The view-on-view problem: the compound interest of bad performance


This is the architectural anti-pattern I see most often in Snowflake environments, and it’s one of those problems that starts small and compounds quietly.

A view in Snowflake doesn’t store any data — it re-executes its SQL every time it’s queried. That’s fine for a simple view. But when View C references View B, which references View A, which scans a large table — every query against View C triggers the entire chain from scratch.

I’ve seen environments where analysts querying a “simple” dashboard view were unknowingly triggering five layers of nested views, each with its own JOINs and aggregations. The query took 4 minutes. After materialising the two most expensive intermediate layers as tables (refreshed daily), the same query took 3 seconds.

The fix is to audit your materialisation strategy:

-- Find views that reference other views (potential nesting)
SELECT
    referencing_object_name AS downstream_view,
    referenced_object_name AS upstream_object,
    referenced_object_type
FROM
    snowflake.account_usage.object_dependencies
WHERE
    referencing_object_type = 'VIEW'
    AND referenced_object_type = 'VIEW'
ORDER BY
    downstream_view;

If this query returns results, you have view-on-view nesting. Not all of it is bad — a simple renaming view on top of a complex view is fine. But if you find three or more layers, or if any of the intermediate views involve heavy JOINs or aggregations, materialise the expensive layers as tables.

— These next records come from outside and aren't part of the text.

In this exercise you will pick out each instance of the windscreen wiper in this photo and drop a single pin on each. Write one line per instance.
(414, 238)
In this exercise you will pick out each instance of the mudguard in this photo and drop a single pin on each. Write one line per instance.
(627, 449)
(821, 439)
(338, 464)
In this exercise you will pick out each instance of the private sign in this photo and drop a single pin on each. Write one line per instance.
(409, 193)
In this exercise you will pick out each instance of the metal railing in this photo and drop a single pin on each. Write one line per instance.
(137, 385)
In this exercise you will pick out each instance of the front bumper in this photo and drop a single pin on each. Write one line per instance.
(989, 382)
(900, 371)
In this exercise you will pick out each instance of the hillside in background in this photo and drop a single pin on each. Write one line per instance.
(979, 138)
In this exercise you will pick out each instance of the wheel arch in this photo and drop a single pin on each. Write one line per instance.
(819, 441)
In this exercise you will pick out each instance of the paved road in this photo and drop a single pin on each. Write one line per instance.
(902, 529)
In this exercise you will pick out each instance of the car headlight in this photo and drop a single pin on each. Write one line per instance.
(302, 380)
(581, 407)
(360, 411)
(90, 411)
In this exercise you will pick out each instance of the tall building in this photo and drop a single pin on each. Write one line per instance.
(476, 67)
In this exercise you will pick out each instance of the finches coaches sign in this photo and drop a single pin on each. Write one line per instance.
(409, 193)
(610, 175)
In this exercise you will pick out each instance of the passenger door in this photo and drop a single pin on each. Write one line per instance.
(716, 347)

In dbt terms, the decision framework is:

  • Ephemeral: Simple CTEs, column renaming, type casting. Zero cost.
  • View: Light transformations queried infrequently by a few consumers.
  • Table: Complex transformations queried frequently. Rebuilt every run.
  • Incremental: Large tables where only a fraction of rows change. The right choice for most fact tables.

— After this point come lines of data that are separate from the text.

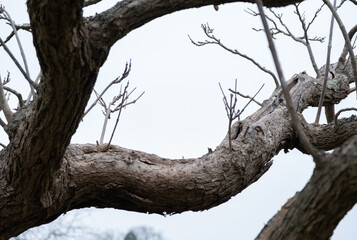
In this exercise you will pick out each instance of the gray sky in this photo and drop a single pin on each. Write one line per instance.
(181, 112)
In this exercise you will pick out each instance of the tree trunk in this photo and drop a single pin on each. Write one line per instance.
(42, 176)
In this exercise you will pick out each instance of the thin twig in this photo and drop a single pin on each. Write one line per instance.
(296, 122)
(251, 99)
(90, 2)
(39, 75)
(307, 42)
(17, 94)
(341, 111)
(245, 96)
(4, 105)
(209, 33)
(115, 81)
(25, 26)
(231, 111)
(327, 68)
(20, 47)
(27, 77)
(347, 39)
(342, 59)
(119, 113)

If a model takes more than 30 seconds to build and is queried more than once between builds, it should be a table or incremental — not a view.

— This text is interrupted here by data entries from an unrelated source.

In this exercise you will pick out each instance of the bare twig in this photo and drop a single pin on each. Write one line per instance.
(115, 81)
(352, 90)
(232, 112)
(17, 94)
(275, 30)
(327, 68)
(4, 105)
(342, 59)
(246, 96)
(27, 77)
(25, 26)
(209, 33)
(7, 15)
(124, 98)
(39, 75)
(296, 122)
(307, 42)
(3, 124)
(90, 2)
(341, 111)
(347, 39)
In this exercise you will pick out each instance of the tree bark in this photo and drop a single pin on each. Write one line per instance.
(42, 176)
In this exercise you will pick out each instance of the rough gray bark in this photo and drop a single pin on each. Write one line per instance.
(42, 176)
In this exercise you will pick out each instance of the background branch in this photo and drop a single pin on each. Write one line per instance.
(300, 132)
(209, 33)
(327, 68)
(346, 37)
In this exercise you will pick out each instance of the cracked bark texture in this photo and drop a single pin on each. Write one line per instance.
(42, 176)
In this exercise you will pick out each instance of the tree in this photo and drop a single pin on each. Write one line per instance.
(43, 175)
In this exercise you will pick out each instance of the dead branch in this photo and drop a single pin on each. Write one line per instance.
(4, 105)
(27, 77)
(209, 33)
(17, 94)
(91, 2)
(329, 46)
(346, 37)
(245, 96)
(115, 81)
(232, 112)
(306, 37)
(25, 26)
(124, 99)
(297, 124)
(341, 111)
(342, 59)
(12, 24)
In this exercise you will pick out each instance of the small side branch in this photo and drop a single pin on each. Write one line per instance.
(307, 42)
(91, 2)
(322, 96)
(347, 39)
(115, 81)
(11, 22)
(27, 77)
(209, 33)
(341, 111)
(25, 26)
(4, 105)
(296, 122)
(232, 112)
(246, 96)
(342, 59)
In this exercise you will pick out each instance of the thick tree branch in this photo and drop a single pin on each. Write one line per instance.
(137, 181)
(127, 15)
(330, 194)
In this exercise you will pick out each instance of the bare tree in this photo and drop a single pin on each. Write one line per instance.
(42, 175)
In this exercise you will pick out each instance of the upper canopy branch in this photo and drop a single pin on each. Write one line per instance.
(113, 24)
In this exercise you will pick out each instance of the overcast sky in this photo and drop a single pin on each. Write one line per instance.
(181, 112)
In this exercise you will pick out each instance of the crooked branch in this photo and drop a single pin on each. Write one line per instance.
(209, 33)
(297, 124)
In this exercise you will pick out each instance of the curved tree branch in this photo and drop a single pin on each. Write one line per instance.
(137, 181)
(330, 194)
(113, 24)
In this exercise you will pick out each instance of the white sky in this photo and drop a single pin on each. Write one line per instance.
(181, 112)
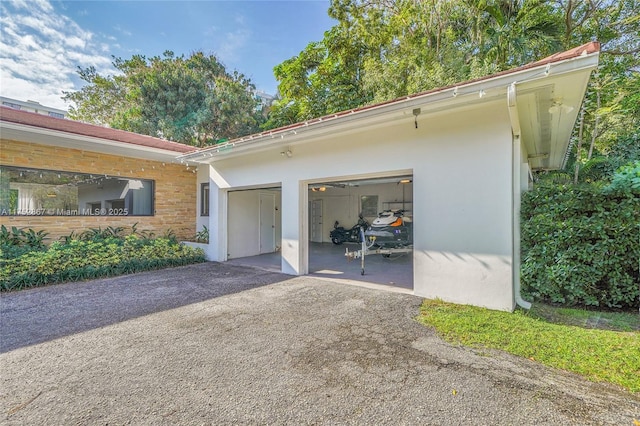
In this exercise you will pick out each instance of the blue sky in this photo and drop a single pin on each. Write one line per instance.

Coming back to Priya’s scatter plot


Six weeks after Priya showed me that graph, we’d fixed the three root causes: an intermediate model that had grown from 5 million to 180 million rows without being switched to incremental, a phantom dependency chain that added 12 minutes of serial wait time, and a warehouse that was being shared between transformation and BI queries during the morning refresh window.

Pipeline completion moved from 7:23 AM back to 5:15 AM. The finance team got their dashboards before their morning coffee. And Priya? She built a monitoring dashboard that tracked completion time drift automatically — the thing I should have built from the start.

Here’s what I learned from that experience, and what I hope you take from this article: pipeline performance isn’t a problem you solve once. It’s a trajectory you manage. Data grows. Teams add models. Source systems change. The pipeline that’s fast today will be slow in six months unless someone is watching the trend line.

The engineers who build reliable data platforms aren’t the ones who build the fastest pipeline on day one. They’re the ones who notice when completion time drifts by 3 minutes per week — and fix it before anyone else has to ask.

Track your completion times. Audit your dependencies quarterly. Profile your critical path after every significant change. And teach your team that a green DAG doesn’t mean a healthy pipeline. Sometimes green just means it hasn’t failed yet.